Par La Bakary Cisse | Lementor.net
Il y a un chiffre dans le dernier classement RMB Where to Invest in Africa 2025-2026, publié par Rand Merchant Bank en partenariat avec le GIBS, qui dit tout sur la singularité ivoirienne dans l’espace franc. Sur les 31 économies africaines passées au crible, une seule appartenant à la zone franc parvient à se hisser dans le top 10 : la Côte d’Ivoire, huitième, juste derrière l’Algérie et devant tout le reste de l’UEMOA et de la CEMAC réunis. Les Seychelles, l’île Maurice, l’Égypte, l’Afrique du Sud, le Ghana et le Maroc occupent les places qui la précèdent. Aucun autre pays utilisant le franc CFA n’apparaît dans cette moitié supérieure du tableau.
Mais le chiffre le plus frappant n’est pas la huitième place en elle-même. C’est la façon dont la Côte d’Ivoire y est arrivée : seize rangs gagnés en une seule édition. Aucun autre pays du classement n’affiche une progression comparable sur la même période. Pendant que les positions de tête restent globalement figées, Abidjan grimpe. Ce bond dit quelque chose que les communiqués officiels ne peuvent pas fabriquer : la perception des investisseurs a radicalement changé, et cette perception repose sur des faits vérifiables et pas sur une campagne de communication.
Ce classement RMB a une particularité méthodologique qui lui donne une vraie valeur de signal. Il repose sur vingt indicateurs distincts appliqués aux 31 économies qui représentent 90 % du PIB du continent. Sa construction favorise nettement la gouvernance et la dynamique de réforme plutôt que le seul poids économique brut. C’est ce qui explique que des petites économies bien gouvernées comme les Seychelles ou l’île Maurice devancent des géants continentaux comme l’Afrique du Sud ou le Nigeria. Et c’est ce même mécanisme qui permet à la Côte d’Ivoire de dépasser des pays historiquement mieux dotés en ressources naturelles. On ne bricole pas ce type de résultat. On le gagne sur une décennie de discipline macroéconomique, de réformes structurelles assumées et de crédibilité institutionnelle construite point par point.
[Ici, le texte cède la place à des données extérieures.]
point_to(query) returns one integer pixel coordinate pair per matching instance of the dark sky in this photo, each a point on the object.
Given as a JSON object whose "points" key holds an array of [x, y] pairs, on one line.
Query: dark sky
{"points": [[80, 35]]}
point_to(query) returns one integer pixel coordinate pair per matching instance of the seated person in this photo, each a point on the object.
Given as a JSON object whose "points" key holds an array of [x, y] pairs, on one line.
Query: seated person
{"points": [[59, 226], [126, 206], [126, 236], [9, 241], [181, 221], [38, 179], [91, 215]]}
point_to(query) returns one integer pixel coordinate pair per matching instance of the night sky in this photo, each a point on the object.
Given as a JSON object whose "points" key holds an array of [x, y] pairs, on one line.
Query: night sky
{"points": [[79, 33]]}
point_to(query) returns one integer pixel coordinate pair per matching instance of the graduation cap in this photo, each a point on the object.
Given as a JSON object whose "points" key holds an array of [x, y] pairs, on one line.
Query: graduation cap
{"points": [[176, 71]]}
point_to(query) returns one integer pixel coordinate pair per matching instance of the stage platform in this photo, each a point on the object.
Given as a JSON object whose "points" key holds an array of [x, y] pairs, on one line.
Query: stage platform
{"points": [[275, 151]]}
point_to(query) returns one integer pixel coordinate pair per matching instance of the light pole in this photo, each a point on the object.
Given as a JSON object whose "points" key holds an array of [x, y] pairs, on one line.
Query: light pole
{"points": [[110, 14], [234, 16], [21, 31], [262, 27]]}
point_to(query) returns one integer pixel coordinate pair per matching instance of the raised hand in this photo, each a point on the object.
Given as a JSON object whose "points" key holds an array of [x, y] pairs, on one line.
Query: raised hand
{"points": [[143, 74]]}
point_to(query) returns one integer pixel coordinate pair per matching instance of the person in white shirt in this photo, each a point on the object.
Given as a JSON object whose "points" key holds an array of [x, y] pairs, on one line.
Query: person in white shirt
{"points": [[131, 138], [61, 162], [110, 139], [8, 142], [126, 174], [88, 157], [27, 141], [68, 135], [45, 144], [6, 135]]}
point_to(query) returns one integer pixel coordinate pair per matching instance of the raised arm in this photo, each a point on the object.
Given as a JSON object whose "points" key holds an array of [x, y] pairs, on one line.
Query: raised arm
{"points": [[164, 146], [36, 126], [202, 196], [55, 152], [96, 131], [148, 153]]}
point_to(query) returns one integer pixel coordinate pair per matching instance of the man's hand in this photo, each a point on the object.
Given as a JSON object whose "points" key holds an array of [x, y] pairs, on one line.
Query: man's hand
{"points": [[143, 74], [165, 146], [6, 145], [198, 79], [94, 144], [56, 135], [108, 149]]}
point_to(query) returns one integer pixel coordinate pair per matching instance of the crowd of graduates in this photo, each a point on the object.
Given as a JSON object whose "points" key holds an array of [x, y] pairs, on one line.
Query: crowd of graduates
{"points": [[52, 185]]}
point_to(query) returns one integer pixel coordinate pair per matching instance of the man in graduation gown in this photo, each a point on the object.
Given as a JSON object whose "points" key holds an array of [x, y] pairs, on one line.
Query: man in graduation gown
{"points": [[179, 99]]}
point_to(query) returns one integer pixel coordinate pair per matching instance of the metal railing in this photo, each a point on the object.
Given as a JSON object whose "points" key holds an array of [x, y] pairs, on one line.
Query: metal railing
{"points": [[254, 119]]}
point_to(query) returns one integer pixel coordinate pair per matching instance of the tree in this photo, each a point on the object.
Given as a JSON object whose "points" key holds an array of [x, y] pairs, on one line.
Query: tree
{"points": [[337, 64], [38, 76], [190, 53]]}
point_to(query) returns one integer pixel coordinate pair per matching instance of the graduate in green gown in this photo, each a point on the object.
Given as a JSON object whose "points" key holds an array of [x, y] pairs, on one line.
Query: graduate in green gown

Il faut distinguer deux réalités souvent confondues dans le débat public. D’un côté les flux d’IDE tels que les mesure la CNUCED : la Côte d’Ivoire y capte entre 3,3 et 3,8 milliards de dollars en 2024, un montant qui la place parmi les cinq premières destinations du continent. De l’autre, l’attractivité perçue que mesurent des indices comme le RMB ou le Global Attractiveness Index d’Ambrosetti. Ces classements ne se contentent pas de compter l’argent qui entre. Ils évaluent la trajectoire, le climat des affaires, la gouvernance, la diversification et la lisibilité du projet économique depuis l’extérieur. Et c’est précisément sur ce terrain que la Côte d’Ivoire creuse l’écart avec ses voisins de la zone franc.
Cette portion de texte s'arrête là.